Selain melepas baterai, pengisian juga bisa dilakukan langsung melalui port yang tersedia pada bodi motor. Skema ini memberi fleksibilitas lebih bagi pengguna yang tidak selalu bisa memarkir motor dekat sumber listrik.
Meski praktis, waktu pengisian dayanya masih cukup panjang. Dari kondisi kosong hingga penuh, baterai membutuhkan sekitar 7 jam 20 menit.
Dalam sekali pengisian penuh, Honda mengklaim ICON e mampu menempuh jarak hingga 53 kilometer. Jarak itu diposisikan untuk kebutuhan perjalanan harian jarak dekat di dalam kota.
Dimensi ringkas untuk pemakaian harian
Dari sisi ukuran, Honda ICON e mengusung dimensi yang ramah untuk banyak pengguna. Tinggi joknya hanya 742 mm, sehingga lebih mudah dijangkau pengendara bertubuh pendek, termasuk pemula.
Bobot motor ini juga tergolong ringan, sekitar 89 kilogram. Angka itu membuat motor terasa mudah dikendalikan saat harus bermanuver di jalan sempit atau menyelinap di kepadatan lalu lintas.
Handling menjadi salah satu kelebihan yang ditonjolkan pada model ini. Posisi baterai di bawah dek membantu menurunkan pusat gravitasi, sehingga motor terasa lebih stabil saat dikendarai.
Radius putarnya juga kecil. Kondisi ini memudahkan pengendara ketika harus putar balik atau parkir di area yang terbatas.
Untuk kenyamanan, Honda ICON e dibekali suspensi depan dan belakang dengan karakter empuk. Setelan seperti ini ditujukan untuk membantu meredam getaran jalan perkotaan.
Joknya juga dibuat tebal dan nyaman untuk penggunaan harian. Kombinasi itu membuat motor ini cocok dipakai berangkat kerja, kuliah, atau mengantar anak sekolah.
Performa fokus pada efisiensi kota
Honda membekali ICON e dengan motor listrik tipe hub motor. Tenaga yang dihasilkan sekitar 2,4 horsepower dengan torsi 85 Nm pada putaran rendah.
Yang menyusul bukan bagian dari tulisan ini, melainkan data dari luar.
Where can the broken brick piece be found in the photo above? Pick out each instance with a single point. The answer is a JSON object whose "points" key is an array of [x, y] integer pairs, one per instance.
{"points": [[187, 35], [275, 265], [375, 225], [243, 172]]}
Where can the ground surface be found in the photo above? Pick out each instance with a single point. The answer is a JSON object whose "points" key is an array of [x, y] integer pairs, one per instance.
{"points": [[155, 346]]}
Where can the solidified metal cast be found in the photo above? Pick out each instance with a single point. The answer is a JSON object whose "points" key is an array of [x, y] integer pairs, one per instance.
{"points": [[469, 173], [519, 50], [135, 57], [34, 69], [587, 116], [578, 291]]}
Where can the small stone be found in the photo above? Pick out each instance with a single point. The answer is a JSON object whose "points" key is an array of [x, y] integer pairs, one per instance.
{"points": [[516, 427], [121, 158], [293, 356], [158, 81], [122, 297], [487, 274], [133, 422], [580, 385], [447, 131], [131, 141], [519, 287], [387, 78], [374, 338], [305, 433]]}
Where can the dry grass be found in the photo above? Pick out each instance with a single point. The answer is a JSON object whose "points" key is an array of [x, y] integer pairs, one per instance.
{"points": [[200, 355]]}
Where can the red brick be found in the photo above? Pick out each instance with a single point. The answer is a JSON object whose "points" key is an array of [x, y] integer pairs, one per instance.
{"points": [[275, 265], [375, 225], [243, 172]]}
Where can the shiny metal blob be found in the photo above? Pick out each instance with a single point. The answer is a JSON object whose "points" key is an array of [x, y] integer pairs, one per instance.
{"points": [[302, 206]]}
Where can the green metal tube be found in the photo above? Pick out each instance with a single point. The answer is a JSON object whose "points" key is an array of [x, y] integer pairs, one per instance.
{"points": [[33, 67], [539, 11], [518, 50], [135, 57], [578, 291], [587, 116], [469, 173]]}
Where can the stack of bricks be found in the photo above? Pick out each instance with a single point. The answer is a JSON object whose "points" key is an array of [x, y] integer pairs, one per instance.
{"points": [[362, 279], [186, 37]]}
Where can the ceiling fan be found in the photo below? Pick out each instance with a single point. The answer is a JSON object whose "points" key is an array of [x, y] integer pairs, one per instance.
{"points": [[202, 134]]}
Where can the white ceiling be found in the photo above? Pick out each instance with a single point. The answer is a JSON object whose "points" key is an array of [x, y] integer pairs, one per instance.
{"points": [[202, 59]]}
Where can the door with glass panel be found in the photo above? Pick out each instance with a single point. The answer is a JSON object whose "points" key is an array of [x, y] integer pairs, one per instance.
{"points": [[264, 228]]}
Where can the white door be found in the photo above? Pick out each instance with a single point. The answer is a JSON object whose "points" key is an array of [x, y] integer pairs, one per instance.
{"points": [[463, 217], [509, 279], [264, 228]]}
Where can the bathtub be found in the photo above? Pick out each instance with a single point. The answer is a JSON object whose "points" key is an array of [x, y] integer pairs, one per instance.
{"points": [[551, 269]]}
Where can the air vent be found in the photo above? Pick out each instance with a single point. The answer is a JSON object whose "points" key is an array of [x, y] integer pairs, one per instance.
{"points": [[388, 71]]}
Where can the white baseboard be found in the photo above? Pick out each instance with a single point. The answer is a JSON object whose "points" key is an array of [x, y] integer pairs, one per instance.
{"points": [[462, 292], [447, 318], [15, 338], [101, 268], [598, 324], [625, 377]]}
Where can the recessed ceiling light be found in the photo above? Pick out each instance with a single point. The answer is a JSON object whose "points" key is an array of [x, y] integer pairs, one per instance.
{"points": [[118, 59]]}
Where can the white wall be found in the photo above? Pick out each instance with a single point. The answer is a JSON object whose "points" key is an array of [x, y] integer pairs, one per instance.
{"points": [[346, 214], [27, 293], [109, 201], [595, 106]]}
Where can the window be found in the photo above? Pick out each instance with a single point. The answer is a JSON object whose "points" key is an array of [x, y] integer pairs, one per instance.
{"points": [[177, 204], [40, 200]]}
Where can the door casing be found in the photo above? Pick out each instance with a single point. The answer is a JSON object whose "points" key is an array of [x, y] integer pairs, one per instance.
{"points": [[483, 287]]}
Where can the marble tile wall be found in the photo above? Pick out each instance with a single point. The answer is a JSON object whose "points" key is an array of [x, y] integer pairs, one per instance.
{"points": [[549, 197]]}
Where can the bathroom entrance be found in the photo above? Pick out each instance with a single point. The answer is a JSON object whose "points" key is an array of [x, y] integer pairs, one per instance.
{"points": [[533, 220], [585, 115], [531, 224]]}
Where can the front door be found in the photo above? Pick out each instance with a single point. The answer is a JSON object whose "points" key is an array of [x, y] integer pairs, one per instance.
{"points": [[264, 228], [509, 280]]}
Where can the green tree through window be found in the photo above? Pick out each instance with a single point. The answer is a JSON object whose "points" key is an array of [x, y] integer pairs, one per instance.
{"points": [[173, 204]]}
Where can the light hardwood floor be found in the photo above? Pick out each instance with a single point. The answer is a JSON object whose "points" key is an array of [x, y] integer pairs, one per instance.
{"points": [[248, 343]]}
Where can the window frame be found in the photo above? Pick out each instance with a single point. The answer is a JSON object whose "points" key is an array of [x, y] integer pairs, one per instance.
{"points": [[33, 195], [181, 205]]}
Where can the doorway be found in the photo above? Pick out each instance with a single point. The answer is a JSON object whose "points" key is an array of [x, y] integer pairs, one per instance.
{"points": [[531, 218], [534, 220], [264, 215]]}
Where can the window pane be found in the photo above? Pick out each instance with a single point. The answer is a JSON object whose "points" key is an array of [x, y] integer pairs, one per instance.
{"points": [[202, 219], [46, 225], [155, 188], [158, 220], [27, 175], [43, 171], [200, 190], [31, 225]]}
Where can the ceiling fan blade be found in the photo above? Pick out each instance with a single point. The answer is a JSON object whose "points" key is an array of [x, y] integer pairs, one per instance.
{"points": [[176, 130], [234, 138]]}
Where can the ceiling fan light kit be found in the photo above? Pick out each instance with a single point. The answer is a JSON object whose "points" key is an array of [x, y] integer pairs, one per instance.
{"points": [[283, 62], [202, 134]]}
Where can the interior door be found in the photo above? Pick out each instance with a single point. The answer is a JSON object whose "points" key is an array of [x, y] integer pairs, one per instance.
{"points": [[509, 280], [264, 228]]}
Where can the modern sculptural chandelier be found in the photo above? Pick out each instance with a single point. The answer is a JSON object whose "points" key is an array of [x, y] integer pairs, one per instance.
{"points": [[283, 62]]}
Karakter performanya tidak diarahkan untuk kecepatan tinggi. Fokusnya lebih pada kebutuhan komuter harian yang mengutamakan efisiensi dan kemudahan penggunaan.
Motor ini menyediakan dua mode berkendara, yakni Econ dan Standard. Mode Econ ditujukan untuk penghematan energi, sedangkan mode Standard memberi respons akselerasi yang lebih sigap.
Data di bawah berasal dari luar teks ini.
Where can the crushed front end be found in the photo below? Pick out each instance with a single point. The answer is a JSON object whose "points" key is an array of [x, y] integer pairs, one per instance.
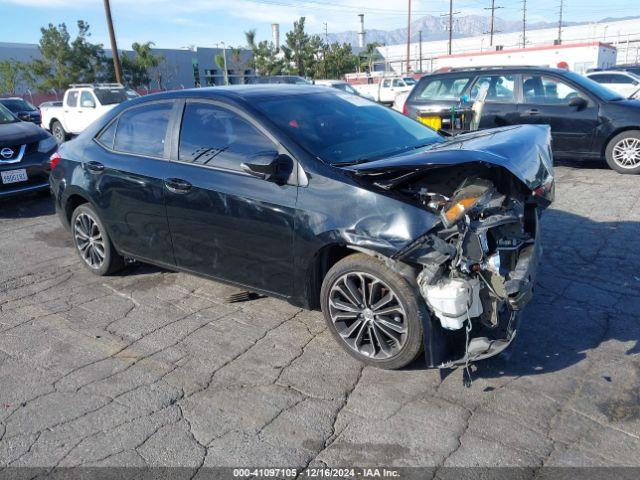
{"points": [[476, 268]]}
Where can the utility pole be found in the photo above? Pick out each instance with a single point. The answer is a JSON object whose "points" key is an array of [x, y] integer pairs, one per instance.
{"points": [[450, 15], [524, 23], [114, 47], [409, 37], [560, 23], [420, 48], [493, 9]]}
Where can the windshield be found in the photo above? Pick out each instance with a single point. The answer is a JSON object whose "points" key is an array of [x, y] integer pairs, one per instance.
{"points": [[6, 116], [343, 129], [345, 87], [17, 105], [110, 96], [594, 87]]}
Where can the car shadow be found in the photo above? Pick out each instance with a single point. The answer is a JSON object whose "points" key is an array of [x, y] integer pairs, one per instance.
{"points": [[587, 293], [27, 206]]}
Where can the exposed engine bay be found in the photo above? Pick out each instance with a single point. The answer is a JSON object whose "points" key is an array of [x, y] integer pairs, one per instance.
{"points": [[476, 268]]}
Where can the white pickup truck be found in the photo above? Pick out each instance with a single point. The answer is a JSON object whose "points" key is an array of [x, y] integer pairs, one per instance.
{"points": [[386, 89], [82, 105]]}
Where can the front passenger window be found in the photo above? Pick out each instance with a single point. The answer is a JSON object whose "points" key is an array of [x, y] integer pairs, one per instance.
{"points": [[215, 136]]}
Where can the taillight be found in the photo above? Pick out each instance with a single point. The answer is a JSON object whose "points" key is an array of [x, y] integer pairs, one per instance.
{"points": [[54, 159]]}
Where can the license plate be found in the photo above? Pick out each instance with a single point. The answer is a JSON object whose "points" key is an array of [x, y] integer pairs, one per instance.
{"points": [[434, 122], [14, 176]]}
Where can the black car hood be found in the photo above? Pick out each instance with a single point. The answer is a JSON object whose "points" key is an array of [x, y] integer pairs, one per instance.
{"points": [[524, 150], [19, 133]]}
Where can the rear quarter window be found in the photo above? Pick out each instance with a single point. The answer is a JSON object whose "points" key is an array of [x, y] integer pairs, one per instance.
{"points": [[447, 88], [142, 130]]}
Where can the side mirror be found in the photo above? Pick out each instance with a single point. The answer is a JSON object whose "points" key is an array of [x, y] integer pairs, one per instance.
{"points": [[578, 103], [270, 166]]}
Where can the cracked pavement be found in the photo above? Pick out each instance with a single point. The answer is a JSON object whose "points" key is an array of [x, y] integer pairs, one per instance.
{"points": [[152, 368]]}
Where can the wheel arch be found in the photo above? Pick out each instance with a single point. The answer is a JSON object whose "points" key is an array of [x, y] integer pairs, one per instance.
{"points": [[325, 258], [613, 134]]}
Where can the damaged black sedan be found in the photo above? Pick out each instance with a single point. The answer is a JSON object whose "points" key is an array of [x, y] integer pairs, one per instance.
{"points": [[409, 242]]}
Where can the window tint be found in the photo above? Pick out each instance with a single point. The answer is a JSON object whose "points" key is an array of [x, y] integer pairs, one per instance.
{"points": [[343, 128], [142, 130], [500, 88], [622, 79], [442, 88], [72, 99], [108, 135], [211, 135], [547, 90], [86, 97]]}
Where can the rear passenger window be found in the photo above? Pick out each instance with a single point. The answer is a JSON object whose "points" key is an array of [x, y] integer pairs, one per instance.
{"points": [[211, 135], [108, 135], [142, 130], [500, 88], [443, 88]]}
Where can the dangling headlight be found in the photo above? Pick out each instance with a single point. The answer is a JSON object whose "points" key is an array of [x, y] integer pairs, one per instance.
{"points": [[468, 196]]}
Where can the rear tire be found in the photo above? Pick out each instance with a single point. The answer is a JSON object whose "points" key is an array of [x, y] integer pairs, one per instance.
{"points": [[92, 242], [383, 326], [58, 131], [623, 152]]}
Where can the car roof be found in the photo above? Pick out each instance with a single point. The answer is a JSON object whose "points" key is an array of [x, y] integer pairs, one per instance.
{"points": [[496, 69], [237, 92]]}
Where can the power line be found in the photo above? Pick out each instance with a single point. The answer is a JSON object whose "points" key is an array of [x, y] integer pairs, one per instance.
{"points": [[409, 37], [560, 22], [524, 23], [450, 15], [493, 9]]}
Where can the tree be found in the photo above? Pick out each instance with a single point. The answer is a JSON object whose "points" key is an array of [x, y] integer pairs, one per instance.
{"points": [[336, 60], [64, 62], [302, 51], [11, 73], [265, 60], [137, 69]]}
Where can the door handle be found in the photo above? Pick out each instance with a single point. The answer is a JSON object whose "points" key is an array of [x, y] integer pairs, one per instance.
{"points": [[176, 185], [94, 167]]}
Kecepatan maksimal yang diklaim Honda mencapai 55 km/jam. Batas ini menegaskan bahwa ICON e dirancang sebagai kendaraan untuk perjalanan dekat dan ritme lalu lintas perkotaan.
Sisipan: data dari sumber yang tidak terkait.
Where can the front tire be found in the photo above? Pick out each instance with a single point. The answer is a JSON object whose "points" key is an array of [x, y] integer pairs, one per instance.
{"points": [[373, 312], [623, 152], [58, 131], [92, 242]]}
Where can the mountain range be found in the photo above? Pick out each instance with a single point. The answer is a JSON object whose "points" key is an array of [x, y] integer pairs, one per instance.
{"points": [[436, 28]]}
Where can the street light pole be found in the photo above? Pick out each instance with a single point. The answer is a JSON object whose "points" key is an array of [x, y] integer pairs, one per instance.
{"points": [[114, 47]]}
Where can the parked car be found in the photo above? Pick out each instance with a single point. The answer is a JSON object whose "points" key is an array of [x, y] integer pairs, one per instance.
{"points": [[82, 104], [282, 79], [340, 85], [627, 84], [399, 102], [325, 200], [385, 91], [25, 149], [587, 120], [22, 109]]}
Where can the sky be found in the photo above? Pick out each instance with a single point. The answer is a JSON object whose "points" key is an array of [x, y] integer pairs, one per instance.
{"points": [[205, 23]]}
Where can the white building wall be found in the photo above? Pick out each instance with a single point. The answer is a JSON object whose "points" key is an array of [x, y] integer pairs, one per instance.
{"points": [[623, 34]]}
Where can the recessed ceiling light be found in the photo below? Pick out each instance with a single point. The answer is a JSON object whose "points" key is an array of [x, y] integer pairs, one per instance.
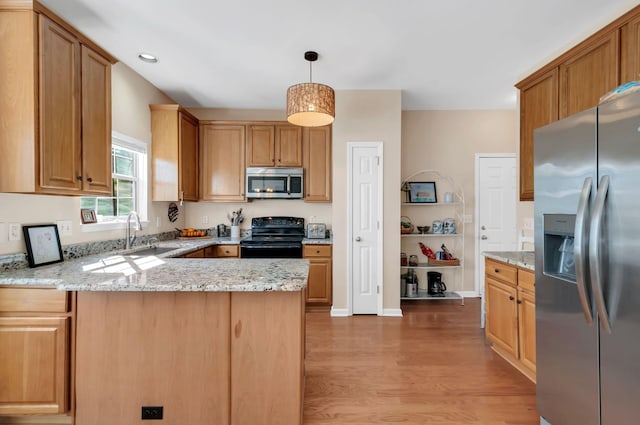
{"points": [[147, 57]]}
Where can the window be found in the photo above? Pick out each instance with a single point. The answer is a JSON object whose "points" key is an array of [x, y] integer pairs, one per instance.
{"points": [[128, 162]]}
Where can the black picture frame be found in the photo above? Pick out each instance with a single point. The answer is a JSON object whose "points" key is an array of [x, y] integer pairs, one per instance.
{"points": [[88, 216], [43, 244], [422, 193]]}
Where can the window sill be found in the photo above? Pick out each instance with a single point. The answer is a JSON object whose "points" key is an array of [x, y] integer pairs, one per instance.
{"points": [[107, 225]]}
Dengan paket tersebut, Honda ICON e tampil sebagai alternatif bagi masyarakat yang ingin beralih ke kendaraan listrik tanpa menyiapkan biaya terlalu besar. Daya tarik utamanya bukan sekadar desain mirip skutik populer, tetapi juga pada kombinasi bagasi 26 liter, baterai fleksibel, dan karakter berkendara yang ringan untuk aktivitas sehari-hari.